By Thomas Arnett

Most teachers enter their profession because they want to help young people succeed. But in today’s classrooms, especially those in disadvantaged communities, helping students is no small feat.

Teachers who make a difference in their students’ lives do more than just plan and deliver excellent classroom learning experiences. They call parents, make home visits, provide after-school tutoring, design custom learning activities and develop strong personal relationships with their students.

Society reveres teachers who go this extra mile. But most teachers struggle with having the kind of impact they want to have while still living balanced, well-rounded lives. Fortunately, emerging innovations can empower teachers to make a greater difference in a more sustainable way.
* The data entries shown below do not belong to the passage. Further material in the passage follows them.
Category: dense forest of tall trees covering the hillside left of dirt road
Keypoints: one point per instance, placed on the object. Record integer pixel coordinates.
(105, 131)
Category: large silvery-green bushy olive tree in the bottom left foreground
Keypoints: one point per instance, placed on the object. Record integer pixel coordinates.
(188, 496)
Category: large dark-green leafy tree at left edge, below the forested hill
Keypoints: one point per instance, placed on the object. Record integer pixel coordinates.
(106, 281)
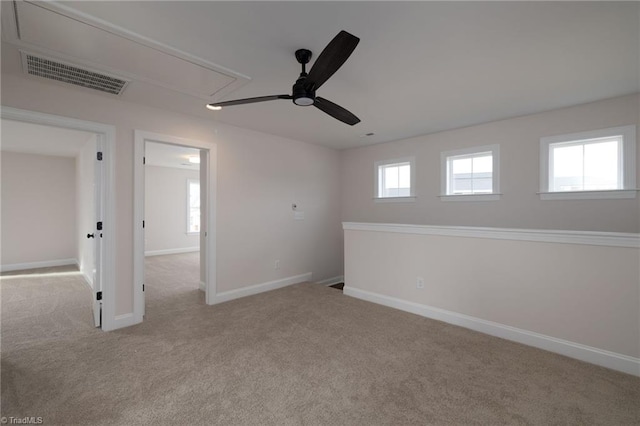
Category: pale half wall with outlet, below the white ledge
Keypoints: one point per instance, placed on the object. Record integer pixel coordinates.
(581, 293)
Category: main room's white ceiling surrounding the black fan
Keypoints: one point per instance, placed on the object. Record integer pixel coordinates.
(421, 67)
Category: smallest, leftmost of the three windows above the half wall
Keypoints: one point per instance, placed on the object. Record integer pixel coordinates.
(395, 179)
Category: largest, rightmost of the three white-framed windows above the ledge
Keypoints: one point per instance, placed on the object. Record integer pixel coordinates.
(589, 164)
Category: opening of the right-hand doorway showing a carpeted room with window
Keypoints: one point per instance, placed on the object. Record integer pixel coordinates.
(171, 227)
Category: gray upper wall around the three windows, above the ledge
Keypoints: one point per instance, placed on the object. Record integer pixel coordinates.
(520, 206)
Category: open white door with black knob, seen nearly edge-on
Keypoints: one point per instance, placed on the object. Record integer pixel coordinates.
(97, 237)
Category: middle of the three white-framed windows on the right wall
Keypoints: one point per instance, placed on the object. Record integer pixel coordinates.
(470, 174)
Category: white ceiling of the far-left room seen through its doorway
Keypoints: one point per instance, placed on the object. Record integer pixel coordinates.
(43, 140)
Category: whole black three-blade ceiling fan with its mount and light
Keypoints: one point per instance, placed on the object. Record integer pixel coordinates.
(304, 90)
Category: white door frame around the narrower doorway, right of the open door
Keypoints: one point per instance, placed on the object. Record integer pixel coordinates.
(209, 245)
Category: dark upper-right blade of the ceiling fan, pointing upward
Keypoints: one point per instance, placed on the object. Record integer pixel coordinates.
(331, 59)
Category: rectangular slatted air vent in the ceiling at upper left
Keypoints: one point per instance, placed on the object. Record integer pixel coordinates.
(59, 71)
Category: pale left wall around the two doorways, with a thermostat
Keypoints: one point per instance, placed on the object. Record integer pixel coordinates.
(259, 177)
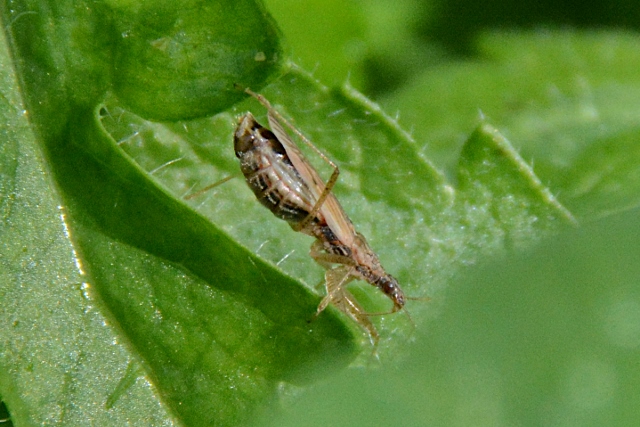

With the help of new software and new instructional models, schools are expanding the frontier of teacher impact. By way of analogy, consider how computer technology vastly expanded the capabilities of expert animators. With digital animation tools, animators can create films with color pallets, textures, movements and 3D realism that were practically impossible to produce in the days of hand-drawn animated films.

As animation technologies substitute for humans in performing laborious rules-based tasks, they allow expert animators and artists to focus their time and creativity on tasks that cannot be automated—such as imbuing characters with persona-forming appearances, movements, and gestures, designing settings with mesmerizing textures and lighting and crafting story arcs and dialogue that captivate audiences.

For example, starting in the 1980s and early 1990s, Disney and Pixar began using Pixar’s proprietary Computer Animation Production System (CAPS) to automate many advanced animation effects. Prior to digital animation, most of the camera angle shifts in animated films involved zooming in and out or shifting up and down or side to side. Films rarely included sequences with rotating camera angles because figuring out how the elements of a drawing should shift as the camera angle turned was an extremely complex, labor-intensive, and costly process.

To create a scene for the 1953 Disney film Peter Pan—in which the camera angle rotates around the mainmast of Captain Hook’s ship as it follows Peter Pan’s duel with Hook—scene planners had to calculate painstakingly the frame-by-frame shifts in the drawings using slide rules. In contrast, Disney’s 1991 film Beauty and the Beast famously showcased the power of digital animation technology in a sweeping scene in which the camera rotates around Belle and the Beast as they dance in a sprawling ballroom.

The history of animation illustrates a pattern that holds true for teaching as well: as software automates some aspects of teacher expertise, teachers can do more with the limited time they have. Teachers also benefit from a new array of tools that help them gather, analyze and act on real-time data about student learning, thereby expanding their ability to provide excellent instruction.

In schools of the future, teachers will always be an indispensable part of high-quality education because machines cannot replicate the most important things that teachers do. But with the help of performance-augmenting technologies, teachers will have an unprecedented ability to impact their students’ lives for the better.

As the world moves rapidly toward a future where nearly every aspect of work and life will be enhanced by pervasive computing, artificial intelligence is changing what students need to know and be able to do in order to find their place in the world. In this future, one of the most important gifts we can give students is the confidence and ability to thrive in a novel and complex world transformed by artificial intelligence. Fortunately, innovations that automate some elements of teacher expertise also supply the tools needed to augment teacher impact.